Seeing the forests for the trees
Posted by Daniel Hall on October 4, 2007
I went to an interesting seminar today at Resources for the Future, given by Brent Sohngen from Ohio State, on the role that forests could play in climate stabilization. He’s done some modeling that tries to get a handle on how much carbon sequestration you could get from forests globally through two means: 1) reforesting some areas of the world (called afforestation), and 2) preventing deforestation that would otherwise occur in other areas. Here’s my summary from hearing his talk and participating in the interesting discussion that followed:
1) His results showed that in theory forest sequestration could significantly contribute to global reductions in carbon emissions, accounting for around 20% of the total reductions over the next century.
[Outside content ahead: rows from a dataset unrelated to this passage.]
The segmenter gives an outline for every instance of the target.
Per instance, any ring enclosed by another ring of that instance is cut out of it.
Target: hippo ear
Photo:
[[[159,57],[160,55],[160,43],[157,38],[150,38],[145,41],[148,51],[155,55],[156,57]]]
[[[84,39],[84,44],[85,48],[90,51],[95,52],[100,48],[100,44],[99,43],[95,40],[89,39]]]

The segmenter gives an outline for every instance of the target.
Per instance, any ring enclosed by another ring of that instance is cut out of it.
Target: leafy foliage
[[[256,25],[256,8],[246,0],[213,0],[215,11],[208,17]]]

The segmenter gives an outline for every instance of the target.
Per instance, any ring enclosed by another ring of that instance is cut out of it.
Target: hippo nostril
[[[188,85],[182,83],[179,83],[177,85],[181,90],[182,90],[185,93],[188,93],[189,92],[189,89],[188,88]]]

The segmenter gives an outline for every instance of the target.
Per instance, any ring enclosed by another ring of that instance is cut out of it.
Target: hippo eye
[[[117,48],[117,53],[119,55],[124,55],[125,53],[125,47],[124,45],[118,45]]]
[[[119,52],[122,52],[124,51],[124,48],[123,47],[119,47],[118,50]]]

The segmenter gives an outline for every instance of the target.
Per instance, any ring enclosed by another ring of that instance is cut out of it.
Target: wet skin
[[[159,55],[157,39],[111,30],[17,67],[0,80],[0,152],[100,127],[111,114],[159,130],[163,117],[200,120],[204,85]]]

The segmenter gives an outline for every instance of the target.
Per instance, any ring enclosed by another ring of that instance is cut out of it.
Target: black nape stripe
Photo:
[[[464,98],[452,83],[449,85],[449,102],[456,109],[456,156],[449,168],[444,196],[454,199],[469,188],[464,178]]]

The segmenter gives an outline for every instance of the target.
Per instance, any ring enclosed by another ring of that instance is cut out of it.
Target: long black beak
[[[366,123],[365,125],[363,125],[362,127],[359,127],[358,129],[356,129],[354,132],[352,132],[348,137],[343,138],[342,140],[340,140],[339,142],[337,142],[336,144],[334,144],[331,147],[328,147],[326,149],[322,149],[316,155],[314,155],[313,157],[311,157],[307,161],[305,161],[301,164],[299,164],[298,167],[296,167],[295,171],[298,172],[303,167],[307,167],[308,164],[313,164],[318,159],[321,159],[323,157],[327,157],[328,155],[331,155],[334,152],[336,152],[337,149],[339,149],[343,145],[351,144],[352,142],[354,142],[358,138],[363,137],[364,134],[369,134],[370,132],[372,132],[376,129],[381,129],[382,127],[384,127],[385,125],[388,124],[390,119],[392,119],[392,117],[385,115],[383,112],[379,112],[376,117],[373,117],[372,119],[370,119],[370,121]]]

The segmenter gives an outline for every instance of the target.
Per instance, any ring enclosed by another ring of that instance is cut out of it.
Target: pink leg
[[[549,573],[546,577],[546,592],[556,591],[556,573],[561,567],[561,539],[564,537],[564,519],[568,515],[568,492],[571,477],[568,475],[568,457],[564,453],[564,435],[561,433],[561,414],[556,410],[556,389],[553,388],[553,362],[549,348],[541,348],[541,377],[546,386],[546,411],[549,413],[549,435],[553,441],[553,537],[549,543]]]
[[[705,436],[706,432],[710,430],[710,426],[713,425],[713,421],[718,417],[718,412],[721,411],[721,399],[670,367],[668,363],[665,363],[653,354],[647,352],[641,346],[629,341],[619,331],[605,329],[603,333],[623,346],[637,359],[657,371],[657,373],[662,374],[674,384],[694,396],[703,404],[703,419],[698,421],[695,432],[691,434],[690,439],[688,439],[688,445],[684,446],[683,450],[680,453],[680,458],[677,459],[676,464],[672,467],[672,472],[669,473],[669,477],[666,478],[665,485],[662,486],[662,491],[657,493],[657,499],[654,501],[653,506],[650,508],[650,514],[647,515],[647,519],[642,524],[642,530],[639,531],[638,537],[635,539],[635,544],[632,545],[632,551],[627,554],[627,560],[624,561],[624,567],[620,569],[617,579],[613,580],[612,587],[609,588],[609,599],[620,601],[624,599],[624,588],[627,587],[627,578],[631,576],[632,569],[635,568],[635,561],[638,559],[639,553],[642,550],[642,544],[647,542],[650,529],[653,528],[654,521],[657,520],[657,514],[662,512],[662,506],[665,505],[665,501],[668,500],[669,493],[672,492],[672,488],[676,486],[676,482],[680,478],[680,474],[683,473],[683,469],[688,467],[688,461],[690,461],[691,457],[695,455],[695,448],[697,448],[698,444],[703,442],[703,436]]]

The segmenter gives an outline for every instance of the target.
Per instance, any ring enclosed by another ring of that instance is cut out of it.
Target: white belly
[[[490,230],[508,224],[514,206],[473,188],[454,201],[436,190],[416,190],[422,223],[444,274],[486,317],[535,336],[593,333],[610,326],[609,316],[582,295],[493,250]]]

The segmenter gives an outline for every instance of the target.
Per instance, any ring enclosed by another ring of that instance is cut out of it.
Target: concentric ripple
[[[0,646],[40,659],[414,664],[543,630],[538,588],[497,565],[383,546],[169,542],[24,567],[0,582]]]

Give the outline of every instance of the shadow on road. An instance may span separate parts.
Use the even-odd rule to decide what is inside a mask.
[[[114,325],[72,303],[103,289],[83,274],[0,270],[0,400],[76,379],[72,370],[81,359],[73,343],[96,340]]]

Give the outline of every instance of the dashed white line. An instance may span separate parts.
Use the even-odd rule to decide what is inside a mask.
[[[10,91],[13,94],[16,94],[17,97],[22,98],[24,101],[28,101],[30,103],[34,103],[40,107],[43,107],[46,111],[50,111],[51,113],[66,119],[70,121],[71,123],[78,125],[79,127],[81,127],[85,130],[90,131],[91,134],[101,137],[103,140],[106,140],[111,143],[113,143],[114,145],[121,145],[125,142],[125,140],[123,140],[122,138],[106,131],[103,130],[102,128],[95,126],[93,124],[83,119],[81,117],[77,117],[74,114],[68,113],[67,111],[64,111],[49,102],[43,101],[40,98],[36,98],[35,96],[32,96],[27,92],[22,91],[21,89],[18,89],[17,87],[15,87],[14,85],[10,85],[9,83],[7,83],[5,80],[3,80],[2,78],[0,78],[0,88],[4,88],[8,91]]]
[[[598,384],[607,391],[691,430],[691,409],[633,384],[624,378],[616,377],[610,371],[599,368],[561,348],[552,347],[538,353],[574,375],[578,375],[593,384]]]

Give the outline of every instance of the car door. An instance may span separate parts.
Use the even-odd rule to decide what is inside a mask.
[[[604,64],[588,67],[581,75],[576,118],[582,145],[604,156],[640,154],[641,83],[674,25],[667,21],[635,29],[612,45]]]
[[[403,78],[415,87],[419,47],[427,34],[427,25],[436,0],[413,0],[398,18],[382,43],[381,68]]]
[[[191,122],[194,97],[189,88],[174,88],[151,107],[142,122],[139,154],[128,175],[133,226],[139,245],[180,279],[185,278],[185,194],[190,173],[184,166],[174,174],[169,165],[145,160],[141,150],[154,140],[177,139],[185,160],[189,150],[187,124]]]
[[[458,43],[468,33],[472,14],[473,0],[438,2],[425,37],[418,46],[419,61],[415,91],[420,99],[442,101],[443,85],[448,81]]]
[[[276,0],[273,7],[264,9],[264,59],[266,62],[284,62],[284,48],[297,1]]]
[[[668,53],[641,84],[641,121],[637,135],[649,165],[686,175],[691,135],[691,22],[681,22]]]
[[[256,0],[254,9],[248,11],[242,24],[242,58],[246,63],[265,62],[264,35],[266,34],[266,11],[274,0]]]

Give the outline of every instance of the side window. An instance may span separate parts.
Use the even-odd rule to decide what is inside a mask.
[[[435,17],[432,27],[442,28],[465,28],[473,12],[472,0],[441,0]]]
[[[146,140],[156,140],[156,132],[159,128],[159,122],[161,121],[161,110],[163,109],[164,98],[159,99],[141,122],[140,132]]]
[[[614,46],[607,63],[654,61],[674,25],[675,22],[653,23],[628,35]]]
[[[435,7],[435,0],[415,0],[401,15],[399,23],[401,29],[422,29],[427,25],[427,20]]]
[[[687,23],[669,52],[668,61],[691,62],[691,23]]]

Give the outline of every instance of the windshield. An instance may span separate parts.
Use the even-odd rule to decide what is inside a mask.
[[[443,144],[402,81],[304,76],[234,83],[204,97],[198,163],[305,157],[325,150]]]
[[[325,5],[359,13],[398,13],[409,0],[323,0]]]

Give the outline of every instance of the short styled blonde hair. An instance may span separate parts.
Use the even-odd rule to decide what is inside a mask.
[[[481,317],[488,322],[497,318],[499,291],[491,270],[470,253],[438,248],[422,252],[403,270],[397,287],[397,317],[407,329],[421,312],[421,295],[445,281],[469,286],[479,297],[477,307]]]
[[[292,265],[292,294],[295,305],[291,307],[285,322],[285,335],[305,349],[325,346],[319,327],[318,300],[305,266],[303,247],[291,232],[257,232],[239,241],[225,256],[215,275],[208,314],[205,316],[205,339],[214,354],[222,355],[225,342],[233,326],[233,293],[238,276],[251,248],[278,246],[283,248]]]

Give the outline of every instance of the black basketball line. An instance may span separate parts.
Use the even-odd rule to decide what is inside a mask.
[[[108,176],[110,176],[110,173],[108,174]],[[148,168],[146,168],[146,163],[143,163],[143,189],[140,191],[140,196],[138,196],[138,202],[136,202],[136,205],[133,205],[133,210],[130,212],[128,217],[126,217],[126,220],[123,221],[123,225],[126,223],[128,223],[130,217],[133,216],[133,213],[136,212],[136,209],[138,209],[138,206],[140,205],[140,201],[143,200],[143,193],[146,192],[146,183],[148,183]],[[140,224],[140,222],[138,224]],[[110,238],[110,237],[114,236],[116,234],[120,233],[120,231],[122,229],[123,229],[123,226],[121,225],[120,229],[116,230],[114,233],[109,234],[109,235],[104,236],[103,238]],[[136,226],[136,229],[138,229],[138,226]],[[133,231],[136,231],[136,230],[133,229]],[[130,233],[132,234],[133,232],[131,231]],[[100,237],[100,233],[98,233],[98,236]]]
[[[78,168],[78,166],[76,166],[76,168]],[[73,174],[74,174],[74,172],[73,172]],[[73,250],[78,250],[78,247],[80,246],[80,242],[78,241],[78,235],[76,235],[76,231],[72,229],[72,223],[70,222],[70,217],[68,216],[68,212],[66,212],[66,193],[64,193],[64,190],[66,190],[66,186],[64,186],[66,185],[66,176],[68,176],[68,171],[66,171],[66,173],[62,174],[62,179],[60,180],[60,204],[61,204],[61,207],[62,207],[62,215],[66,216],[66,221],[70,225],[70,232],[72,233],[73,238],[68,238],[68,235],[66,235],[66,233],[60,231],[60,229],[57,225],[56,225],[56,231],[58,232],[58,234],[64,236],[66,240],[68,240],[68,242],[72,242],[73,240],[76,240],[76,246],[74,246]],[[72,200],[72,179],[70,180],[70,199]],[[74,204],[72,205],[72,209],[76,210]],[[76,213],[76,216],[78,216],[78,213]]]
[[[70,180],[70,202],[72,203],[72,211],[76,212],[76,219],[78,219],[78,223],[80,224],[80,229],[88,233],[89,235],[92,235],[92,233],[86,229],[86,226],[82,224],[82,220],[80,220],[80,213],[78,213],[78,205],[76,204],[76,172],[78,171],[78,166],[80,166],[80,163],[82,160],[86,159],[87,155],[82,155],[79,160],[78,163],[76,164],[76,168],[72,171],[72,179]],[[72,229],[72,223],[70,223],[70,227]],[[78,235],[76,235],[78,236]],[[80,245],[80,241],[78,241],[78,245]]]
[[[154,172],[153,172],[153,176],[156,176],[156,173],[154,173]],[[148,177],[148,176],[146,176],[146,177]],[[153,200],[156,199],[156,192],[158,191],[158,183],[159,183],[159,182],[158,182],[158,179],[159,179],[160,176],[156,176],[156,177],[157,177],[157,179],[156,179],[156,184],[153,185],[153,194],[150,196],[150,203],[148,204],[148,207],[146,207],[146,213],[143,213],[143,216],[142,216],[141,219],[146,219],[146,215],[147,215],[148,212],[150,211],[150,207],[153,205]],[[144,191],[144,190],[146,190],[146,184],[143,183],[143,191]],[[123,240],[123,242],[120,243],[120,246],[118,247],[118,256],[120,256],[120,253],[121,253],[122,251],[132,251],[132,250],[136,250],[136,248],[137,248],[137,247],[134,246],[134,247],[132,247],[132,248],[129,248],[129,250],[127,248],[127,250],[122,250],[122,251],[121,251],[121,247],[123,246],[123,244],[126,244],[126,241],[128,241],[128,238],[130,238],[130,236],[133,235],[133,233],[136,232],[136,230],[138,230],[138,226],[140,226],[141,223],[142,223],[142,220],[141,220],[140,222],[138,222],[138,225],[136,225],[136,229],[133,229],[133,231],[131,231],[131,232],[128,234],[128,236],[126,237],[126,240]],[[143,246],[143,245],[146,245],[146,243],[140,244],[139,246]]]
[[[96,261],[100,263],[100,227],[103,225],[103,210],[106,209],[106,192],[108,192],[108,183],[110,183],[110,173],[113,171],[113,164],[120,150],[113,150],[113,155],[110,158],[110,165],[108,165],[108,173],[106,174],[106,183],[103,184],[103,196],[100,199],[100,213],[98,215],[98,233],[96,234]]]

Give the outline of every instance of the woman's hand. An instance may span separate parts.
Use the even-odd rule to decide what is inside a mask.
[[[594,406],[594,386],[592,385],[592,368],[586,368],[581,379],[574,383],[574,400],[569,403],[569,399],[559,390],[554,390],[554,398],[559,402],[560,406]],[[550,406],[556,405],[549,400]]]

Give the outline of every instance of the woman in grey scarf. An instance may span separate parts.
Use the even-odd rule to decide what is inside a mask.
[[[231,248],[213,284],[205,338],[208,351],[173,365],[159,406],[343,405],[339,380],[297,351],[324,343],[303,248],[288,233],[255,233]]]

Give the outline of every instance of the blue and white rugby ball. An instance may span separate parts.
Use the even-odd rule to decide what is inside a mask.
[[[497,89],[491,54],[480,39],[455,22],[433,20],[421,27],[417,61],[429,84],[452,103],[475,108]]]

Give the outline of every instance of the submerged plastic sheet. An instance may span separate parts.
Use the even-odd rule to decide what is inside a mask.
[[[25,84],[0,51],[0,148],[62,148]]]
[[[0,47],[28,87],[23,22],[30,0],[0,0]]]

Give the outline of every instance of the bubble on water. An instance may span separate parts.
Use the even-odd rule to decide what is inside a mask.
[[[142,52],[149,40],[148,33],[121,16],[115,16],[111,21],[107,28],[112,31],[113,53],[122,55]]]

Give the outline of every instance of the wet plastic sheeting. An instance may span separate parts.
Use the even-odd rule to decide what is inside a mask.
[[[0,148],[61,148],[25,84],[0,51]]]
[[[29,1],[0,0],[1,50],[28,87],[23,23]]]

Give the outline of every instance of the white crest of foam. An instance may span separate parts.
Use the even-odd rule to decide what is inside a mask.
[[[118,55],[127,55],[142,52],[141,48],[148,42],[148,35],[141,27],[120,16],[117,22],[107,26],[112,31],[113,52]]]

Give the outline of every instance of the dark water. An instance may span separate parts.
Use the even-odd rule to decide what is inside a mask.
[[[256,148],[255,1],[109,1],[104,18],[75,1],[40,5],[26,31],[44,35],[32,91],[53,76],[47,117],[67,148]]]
2) Effectively incorporating forest sequestration into a global climate policy could reduce global costs significantly.
3) The biggest portion of available sequestration is in the developing world, and is avoided deforestation that will happen in a business-as-usual world. In fact, avoided deforestation in South America and Africa could potentially account for more than half of near-term — in the next 30 years — global emissions reductions. A much smaller portion of available sequestration is afforestation, mostly in developed countries.
4) Monitoring these reductions would have to be both local and global in scale: local because you have to account for all the trees, and global because it does the climate no good to protect one stand of trees here if someone else comes along and cuts down another strand over there. Literally every tree — globally — would have to be monitored to make this work. Project-based activities like those that many offset programs have used thus far won’t be effective because the more you specifically protect some forests the more other forests will come under pressure.
My impressions from the talk? There is a big payoff for the world in cheap reductions if we can get the rules and institutions right; however, that’s a huge if. I am somewhat — but not too — worried about the local/global scale of an effective global forest registry; I think remote-sensing satellite data can help address this. I am very skeptical, however, that in countries like Brazil or [insert any African country here] that good institutions — effective governance, private property rights, etc. — can be implemented within the next few years in order to avoid the massive amounts of deforestation that are projected to occur over the next couple decades. Basically, I think that there are too many very real but hard-to-measure transaction costs in these countries that will prevent a carbon price — even a relatively high carbon price — from translating into substantive forest sequestration.